Q: Is there any research that didn’t make it into LAST WORDS that you wish you could have included?
A: I learned a lot more about what a terrible beautiful mess Times Square was at the time than I could fit in. Some was cut; some I couldn’t even use. Things like the signage, the history of some of the restaurants. I could have written pages alone on the Horn & Hardart Automat and bored everyone but myself.
Q: How would you characterize Taylor and Laura’s relationship? What keeps them together through all of the danger they face in LAST WORDS?
A: I think they are falling for each other in the midst of danger and a mutual love for breaking news. Laura may have the Columbia degree, but she loves Taylor’s street smarts and instincts for getting the story. Whether their work will be enough to keep them together is a question for the next book.
Q: Did anything surprise you as were writing LAST WORDS?
A: Characters who came out of nowhere and became interesting and important.
How grim 1975 really was. Time has a way of mellowing things. I remember the mid-Seventies as a difficult period, but I was a kid so I wasn’t really plugged into how terrible things were in New York and the country. Gas shortages. Inflation. Unemployment. Crime. The South Bronx burning.
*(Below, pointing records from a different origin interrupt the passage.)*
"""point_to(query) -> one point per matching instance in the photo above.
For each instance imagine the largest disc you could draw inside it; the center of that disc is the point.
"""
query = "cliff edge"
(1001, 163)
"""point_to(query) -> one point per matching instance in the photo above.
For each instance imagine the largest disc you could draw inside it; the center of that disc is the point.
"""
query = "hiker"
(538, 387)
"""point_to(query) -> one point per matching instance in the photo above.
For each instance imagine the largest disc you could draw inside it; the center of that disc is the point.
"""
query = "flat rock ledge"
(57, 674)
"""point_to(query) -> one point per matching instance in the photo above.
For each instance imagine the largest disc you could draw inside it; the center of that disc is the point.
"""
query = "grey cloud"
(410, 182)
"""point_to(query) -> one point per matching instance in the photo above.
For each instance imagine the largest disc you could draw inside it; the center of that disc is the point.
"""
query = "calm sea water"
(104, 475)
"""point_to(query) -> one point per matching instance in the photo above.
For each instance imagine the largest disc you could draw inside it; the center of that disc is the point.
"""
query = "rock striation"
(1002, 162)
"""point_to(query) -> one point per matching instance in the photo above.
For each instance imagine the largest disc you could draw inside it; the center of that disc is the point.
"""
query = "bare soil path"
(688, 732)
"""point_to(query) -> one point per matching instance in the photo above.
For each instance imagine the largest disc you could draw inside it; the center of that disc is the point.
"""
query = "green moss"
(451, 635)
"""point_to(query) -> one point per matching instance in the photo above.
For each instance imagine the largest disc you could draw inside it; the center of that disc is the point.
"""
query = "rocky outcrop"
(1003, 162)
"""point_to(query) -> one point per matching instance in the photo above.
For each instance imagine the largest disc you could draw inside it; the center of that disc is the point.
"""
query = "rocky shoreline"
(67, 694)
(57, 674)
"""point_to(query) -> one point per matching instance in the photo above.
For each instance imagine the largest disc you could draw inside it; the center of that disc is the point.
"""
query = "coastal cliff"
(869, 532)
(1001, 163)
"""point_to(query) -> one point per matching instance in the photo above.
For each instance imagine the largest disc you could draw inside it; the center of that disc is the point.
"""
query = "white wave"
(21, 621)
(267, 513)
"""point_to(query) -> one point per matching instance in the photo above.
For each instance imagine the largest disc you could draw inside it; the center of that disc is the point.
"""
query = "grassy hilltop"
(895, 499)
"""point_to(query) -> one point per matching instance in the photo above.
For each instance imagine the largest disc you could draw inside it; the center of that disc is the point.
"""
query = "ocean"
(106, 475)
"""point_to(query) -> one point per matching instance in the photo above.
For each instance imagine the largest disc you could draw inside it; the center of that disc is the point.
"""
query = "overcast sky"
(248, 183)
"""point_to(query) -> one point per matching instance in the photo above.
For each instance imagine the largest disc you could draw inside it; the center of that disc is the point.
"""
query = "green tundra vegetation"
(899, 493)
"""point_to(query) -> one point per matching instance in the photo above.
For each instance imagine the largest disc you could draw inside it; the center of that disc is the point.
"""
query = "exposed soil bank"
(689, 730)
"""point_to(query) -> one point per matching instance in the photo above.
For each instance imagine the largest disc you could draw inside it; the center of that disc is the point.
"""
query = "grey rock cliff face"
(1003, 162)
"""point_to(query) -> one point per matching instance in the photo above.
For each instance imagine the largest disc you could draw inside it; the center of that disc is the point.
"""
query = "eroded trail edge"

Q: Taylor’s character faces his own pride along with other villains throughout LAST WORDS. Would Taylor consider his pride a virtue or vice? Why?
A: It’s a thin line there. His pride drives him to get good stories, the big scoops. When it drives him to the sins of hubris, he’s in trouble.
Q: If you could go back in time, when and where would you go? Why?
A: I’m obsessed with time travel stories. In fact, I’m writing a time travel novel for middle graders. It’s hard to pick one, but if I had to, the time of Christ. His life affected all of Western Civilization, the entire glove. I’d like to see what really happened during that period. Either that or my own childhood, to see everything I’ve forgotten.
About the Author
RICH ZAHRADNIK is the author of the Coleridge Taylor Mystery series published by Camel Press. He was a journalist for 30-plus years, working as a reporter and editor in all major news media, including online, newspaper, broadcast, magazine and wire services. He held editorial positions at CNN, Bloomberg News, Fox Business Network, AOL and The Hollywood Reporter, often writing news stories and analysis about the journalism business, broadcasting, film production, publishing and the online industry.
In January 2012, he was one of 20 writers selected for the inaugural class of the Crime Fiction Academy, a first-of-its-kind program run by New York’s Center for Fiction. He has been a media entrepreneur throughout his career. He was the founding executive producer of CNNfn.com, a leading financial news website and a Webby winner; managing editor of Netscape.com, and a partner in the soccer-news website company Goal Networks. Zahradnik received his B.A. in journalism and political science from George Washington University.